From 84e2041d3b6d9a240ddab3f39c7baed8e718bfab Mon Sep 17 00:00:00 2001
From: =?UTF-8?q?Jan=20=C4=8Cern=C3=BD?= <jcerny@redhat.com>
Date: Tue, 20 Nov 2018 12:00:48 +0100
Subject: [PATCH 1/4] Prevent duplicate variables in Ansible Playbooks
The same XCCDF value can appear in multiple rules, which means
there can be same variable in multiple Ansible task. But when
we generate a Playbook we should put the variable only once.
Ansible produces a warning if there are multiple definitions
of the same variable.
---
src/XCCDF_POLICY/xccdf_policy_remediate.c | 180 ++++++++++++----------
1 file changed, 95 insertions(+), 85 deletions(-)

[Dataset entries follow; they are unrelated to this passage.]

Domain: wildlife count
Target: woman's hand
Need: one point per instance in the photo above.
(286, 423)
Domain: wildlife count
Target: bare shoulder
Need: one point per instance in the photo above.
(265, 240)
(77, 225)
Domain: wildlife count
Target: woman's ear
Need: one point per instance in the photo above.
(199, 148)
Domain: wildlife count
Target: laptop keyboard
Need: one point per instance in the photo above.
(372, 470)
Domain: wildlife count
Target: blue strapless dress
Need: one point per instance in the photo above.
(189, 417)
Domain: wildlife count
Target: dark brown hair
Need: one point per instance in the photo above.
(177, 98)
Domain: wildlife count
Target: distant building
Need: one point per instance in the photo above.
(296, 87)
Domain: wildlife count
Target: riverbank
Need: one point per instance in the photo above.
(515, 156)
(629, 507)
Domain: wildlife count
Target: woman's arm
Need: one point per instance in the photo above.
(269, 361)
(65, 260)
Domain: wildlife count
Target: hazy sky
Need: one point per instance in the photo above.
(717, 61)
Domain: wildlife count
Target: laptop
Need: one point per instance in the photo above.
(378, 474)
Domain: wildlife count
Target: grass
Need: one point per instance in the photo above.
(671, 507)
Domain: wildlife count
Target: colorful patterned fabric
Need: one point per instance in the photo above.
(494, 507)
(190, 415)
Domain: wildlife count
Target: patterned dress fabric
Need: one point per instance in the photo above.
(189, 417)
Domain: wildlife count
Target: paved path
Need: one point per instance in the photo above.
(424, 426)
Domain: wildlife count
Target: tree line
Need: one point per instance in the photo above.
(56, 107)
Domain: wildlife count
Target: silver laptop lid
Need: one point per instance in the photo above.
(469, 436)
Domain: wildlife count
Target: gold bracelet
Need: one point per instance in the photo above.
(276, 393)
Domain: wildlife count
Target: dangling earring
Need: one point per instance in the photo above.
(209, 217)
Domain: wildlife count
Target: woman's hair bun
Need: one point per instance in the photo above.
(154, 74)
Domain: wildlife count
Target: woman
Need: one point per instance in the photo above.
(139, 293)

diff --git a/src/XCCDF_POLICY/xccdf_policy_remediate.c b/src/XCCDF_POLICY/xccdf_policy_remediate.c
index 65544c7f74..6ac566225c 100644
--- a/src/XCCDF_POLICY/xccdf_policy_remediate.c
+++ b/src/XCCDF_POLICY/xccdf_policy_remediate.c
@@ -134,11 +134,11 @@ static int _write_remediation_to_fd_and_free(int output_fd, const char* template
free(text);
return 1;
}
- }
- if (_write_text_to_fd(output_fd, "\n") != 0) {
- free(text);
- return 1;
+ if (_write_text_to_fd(output_fd, "\n") != 0) {
+ free(text);
+ return 1;
+ }
}
if (next_delim != NULL) {
@@ -610,7 +610,7 @@ static int _write_fix_missing_warning_to_fd(const char *sys, int output_fd, stru
}
}
-static inline int _xccdf_policy_rule_generate_fix_ansible(const char *template, int output_fd, const char *fix_text, bool ansible_variable_mode)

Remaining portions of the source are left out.